Wanting different things

One of the joys of life is meeting people who want the same things that you do, and getting to share in pursuing them together.

One of the great upsets of life is when enough conditions change that one of you no longer wants the same things.

It really ought to be OK, but it hasn’t been, for me.

When I’ve started to find I no longer want the same things, I’ve been hard on myself, and in denial about it.

When it’s turned out that someone else no longer wants the same things, I’ve been inconsolable and furious.

And I’ve given lip service in the past to the idea that it ought to be OK, as things change, for interests to diverge and relationships to move on and transform.

But I haven’t truly accepted it or felt it deeply. That such is life. That what I truly love about others isn’t how they want the same things as me, but the thriving, yearning person beneath those desires who came to those desires on their journey and may well move on from them.

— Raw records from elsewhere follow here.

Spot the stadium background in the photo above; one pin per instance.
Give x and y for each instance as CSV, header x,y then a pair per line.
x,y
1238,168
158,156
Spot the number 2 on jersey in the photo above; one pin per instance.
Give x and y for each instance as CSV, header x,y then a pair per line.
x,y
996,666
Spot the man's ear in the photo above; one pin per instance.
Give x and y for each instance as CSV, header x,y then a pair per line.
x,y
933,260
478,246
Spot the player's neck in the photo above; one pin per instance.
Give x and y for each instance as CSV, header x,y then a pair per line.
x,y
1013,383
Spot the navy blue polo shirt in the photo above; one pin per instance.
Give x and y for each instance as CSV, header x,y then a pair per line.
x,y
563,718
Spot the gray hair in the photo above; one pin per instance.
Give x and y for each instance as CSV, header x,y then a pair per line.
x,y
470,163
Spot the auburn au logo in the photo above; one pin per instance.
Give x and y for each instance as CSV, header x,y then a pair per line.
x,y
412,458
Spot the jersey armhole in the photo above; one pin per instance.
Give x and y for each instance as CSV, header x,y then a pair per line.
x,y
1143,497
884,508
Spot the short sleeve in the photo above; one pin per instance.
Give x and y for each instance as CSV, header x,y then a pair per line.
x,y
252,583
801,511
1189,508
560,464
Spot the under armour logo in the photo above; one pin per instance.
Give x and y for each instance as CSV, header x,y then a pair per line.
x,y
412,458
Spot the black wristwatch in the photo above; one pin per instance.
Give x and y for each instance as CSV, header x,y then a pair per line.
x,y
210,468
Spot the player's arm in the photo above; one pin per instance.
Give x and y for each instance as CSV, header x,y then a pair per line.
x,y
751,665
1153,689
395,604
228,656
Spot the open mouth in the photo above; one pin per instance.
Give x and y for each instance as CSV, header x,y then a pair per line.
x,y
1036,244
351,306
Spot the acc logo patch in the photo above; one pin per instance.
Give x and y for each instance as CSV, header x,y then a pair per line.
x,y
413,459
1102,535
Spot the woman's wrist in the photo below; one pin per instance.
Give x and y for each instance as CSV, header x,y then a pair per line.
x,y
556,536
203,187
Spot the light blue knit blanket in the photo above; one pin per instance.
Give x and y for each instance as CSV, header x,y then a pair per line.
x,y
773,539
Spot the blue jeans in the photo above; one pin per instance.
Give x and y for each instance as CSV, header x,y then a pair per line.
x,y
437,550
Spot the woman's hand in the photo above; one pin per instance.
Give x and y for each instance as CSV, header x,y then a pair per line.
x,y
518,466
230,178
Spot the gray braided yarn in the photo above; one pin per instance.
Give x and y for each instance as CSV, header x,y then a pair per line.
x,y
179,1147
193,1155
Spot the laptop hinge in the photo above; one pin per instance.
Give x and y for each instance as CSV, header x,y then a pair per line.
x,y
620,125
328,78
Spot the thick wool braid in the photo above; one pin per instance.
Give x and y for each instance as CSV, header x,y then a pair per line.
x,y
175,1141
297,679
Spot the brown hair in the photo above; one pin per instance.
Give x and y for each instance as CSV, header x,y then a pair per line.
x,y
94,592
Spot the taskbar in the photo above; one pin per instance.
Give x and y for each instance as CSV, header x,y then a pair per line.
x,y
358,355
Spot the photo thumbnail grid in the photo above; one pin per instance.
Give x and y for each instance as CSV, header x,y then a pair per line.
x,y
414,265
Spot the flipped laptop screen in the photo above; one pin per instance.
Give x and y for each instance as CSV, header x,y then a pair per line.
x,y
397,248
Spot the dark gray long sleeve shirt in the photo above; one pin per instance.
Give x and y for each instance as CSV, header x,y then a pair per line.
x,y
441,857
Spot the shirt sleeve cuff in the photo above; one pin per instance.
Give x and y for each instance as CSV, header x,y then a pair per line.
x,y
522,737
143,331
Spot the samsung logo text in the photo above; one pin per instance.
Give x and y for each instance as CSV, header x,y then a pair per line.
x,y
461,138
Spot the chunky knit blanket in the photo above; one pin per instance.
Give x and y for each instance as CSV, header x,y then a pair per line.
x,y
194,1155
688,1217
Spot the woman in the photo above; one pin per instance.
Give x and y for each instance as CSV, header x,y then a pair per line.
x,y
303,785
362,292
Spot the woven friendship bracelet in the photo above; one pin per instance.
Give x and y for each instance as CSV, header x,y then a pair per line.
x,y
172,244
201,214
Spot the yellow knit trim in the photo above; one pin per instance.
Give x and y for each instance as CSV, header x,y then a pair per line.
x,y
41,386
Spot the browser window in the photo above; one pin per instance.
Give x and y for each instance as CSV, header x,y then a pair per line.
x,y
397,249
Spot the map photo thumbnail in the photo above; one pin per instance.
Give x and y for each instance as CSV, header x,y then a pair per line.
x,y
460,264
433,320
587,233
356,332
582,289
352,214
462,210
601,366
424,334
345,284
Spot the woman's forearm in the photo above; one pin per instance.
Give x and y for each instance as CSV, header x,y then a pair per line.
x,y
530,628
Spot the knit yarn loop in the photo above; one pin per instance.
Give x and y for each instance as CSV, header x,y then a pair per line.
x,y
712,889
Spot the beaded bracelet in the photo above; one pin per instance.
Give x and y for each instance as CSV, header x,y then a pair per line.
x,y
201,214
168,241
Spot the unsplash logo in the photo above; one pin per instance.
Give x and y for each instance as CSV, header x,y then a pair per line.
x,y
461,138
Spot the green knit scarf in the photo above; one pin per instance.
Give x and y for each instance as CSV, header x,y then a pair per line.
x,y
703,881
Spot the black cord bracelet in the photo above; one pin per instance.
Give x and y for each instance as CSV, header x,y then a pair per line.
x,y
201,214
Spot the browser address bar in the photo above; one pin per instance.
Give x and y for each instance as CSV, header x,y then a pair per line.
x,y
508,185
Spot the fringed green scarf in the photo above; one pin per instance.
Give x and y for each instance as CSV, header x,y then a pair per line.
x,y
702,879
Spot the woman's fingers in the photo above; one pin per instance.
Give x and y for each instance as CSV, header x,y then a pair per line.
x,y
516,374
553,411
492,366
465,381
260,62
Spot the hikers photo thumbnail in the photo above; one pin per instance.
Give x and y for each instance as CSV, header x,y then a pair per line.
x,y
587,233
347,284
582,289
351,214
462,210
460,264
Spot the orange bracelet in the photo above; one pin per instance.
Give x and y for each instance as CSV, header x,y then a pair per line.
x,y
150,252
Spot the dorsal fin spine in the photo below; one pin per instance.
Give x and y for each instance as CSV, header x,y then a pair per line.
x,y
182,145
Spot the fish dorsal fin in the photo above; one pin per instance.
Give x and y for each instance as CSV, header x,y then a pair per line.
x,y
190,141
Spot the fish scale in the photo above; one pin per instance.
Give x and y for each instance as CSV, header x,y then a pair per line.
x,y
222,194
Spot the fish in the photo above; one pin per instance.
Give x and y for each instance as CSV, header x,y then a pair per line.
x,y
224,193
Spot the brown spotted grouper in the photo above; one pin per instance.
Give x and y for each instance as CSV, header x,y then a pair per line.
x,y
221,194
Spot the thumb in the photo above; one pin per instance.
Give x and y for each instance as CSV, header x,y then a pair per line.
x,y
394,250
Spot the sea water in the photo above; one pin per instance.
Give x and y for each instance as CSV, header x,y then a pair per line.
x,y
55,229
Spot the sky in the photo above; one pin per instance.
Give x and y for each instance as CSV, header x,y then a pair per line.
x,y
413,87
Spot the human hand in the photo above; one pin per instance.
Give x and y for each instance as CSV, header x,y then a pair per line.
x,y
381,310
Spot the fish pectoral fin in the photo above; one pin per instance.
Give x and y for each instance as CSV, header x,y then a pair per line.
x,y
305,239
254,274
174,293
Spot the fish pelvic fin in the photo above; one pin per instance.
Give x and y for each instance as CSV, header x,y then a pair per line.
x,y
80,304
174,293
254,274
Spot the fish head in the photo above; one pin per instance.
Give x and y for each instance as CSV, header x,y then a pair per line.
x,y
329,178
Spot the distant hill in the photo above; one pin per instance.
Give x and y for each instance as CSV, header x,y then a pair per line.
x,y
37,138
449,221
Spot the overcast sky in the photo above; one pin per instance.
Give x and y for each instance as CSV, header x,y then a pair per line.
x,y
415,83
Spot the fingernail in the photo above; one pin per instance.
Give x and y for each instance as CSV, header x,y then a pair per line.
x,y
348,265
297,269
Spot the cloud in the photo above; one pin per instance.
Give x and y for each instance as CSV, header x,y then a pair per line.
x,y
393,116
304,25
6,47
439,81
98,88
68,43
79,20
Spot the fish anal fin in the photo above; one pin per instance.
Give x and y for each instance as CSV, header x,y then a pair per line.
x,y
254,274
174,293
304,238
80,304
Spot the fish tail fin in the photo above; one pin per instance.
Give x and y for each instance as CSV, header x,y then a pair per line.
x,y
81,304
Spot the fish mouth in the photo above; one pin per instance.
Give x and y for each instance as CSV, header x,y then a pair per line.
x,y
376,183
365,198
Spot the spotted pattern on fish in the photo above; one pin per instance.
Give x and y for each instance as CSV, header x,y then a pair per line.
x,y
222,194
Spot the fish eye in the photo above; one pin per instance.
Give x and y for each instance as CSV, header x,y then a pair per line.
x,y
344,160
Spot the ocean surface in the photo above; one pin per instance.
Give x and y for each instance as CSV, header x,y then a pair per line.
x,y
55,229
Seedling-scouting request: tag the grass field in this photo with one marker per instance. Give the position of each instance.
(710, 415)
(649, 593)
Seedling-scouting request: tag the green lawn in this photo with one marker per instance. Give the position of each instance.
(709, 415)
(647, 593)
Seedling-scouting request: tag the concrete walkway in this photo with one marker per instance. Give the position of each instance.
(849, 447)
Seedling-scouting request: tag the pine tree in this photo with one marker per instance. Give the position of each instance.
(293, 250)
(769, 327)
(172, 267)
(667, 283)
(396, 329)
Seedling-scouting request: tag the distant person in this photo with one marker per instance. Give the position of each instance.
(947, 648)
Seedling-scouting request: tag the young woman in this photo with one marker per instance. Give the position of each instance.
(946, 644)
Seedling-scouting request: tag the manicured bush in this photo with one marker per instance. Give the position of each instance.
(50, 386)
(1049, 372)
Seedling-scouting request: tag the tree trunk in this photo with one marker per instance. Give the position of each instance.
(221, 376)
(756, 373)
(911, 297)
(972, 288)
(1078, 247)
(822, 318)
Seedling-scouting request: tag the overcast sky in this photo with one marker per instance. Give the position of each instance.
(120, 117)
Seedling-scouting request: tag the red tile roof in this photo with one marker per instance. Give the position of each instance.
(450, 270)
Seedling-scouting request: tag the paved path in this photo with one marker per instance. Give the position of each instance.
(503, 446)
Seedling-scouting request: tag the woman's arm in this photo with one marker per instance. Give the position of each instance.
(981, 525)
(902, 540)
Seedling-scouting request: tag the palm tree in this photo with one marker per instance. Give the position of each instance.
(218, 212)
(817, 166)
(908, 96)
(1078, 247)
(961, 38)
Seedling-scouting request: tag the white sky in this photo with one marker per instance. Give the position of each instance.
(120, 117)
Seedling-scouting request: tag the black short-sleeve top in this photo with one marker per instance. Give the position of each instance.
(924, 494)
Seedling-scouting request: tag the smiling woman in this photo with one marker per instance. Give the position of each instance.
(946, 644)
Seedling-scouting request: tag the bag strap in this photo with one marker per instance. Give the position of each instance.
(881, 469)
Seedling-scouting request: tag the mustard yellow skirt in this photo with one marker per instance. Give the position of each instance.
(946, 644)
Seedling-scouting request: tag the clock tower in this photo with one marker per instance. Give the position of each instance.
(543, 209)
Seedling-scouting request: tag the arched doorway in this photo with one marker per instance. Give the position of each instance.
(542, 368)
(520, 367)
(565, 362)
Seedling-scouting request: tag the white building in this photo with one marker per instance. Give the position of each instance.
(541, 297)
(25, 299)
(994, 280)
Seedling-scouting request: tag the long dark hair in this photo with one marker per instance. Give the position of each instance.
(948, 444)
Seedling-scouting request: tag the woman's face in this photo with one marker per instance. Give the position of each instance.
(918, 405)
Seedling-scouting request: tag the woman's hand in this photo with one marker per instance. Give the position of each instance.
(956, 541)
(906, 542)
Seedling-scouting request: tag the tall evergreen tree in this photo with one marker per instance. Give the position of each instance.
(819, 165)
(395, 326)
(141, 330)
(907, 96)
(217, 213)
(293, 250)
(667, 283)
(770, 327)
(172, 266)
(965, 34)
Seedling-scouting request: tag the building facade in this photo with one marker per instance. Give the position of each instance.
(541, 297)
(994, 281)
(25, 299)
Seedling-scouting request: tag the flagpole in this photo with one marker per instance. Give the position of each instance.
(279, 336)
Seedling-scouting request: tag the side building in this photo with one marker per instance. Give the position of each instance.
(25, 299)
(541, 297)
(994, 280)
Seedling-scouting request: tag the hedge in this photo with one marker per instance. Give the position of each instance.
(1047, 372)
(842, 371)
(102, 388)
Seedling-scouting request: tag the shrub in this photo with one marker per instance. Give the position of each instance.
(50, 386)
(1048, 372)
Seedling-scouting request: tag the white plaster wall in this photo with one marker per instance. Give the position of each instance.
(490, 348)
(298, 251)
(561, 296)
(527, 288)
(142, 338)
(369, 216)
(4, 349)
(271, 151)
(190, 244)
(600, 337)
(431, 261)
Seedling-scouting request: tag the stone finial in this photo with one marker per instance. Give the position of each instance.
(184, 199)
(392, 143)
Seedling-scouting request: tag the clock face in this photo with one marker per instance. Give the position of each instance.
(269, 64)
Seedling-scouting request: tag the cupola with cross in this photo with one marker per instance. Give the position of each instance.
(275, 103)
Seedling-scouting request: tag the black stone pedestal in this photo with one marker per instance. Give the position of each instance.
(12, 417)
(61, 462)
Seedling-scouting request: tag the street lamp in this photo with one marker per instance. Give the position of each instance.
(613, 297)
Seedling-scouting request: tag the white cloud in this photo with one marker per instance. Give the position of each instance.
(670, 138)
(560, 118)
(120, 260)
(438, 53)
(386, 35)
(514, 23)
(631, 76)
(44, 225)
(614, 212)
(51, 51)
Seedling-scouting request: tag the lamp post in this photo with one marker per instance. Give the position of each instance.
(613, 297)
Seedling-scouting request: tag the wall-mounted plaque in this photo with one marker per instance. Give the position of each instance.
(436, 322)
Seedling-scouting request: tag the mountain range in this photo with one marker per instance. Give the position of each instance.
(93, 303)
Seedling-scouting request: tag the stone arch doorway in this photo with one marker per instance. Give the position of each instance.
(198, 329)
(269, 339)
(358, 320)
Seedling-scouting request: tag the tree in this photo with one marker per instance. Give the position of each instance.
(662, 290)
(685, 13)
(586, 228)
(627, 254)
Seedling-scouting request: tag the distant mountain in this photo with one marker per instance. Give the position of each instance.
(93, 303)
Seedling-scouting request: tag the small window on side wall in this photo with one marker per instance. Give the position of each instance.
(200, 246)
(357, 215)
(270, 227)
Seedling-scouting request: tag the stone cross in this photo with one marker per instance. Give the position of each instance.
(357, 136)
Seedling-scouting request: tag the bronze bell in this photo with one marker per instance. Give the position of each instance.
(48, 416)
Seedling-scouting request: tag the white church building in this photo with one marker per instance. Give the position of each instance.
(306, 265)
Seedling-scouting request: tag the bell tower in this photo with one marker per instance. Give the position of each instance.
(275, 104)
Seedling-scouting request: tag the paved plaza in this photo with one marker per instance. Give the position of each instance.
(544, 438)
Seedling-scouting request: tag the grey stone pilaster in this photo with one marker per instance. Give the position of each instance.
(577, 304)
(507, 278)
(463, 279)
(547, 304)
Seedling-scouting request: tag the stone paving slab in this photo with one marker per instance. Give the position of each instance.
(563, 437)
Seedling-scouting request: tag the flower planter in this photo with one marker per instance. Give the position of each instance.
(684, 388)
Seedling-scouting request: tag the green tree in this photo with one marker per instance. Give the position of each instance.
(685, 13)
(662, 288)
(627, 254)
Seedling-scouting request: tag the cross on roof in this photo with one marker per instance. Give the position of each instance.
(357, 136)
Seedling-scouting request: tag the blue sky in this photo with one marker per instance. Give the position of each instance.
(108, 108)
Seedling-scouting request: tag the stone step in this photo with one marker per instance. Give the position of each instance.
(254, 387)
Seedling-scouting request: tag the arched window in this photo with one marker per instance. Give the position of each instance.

That if I were a parent with a child whose whims and interests grew and changed over time, I would want to love and encourage their discovery of self and world, not grow angry that they didn’t stick to what they said.

To bring that sort of love to myself is to forgive myself for my own past changes, for moving on to thrive in new ways rather than constricting myself — and to delight and nurture in myself new changes and growth as they come, rather than deny and stifle them.

To bring that love to my relationships is to do the same for others. To reveal and release the never-ending questions of “who are you today? Where are you now? What do you want?” and to know they may well change tomorrow.

This might feel, at times, fearful and uncertain. The inner child who craves stability wants to feel sure of others.

But I suppose that maturing, in a way, involves becoming sure enough of oneself and one’s care of self that one can weather relational changes with more equanimity.

And set better boundaries, too. How I wish I could turn back time to certain events and say, “this is not what I expected or wanted. I thought we were clear. This is unacceptable.”

But alas. Such is only the kind of lesson one can bring forward to the future, hopefully.

In the present, one can only — and must be — grieve the changes that were felt as losses. And the ways one might have behaved for not knowing how to communicate or accept these kinds of changes.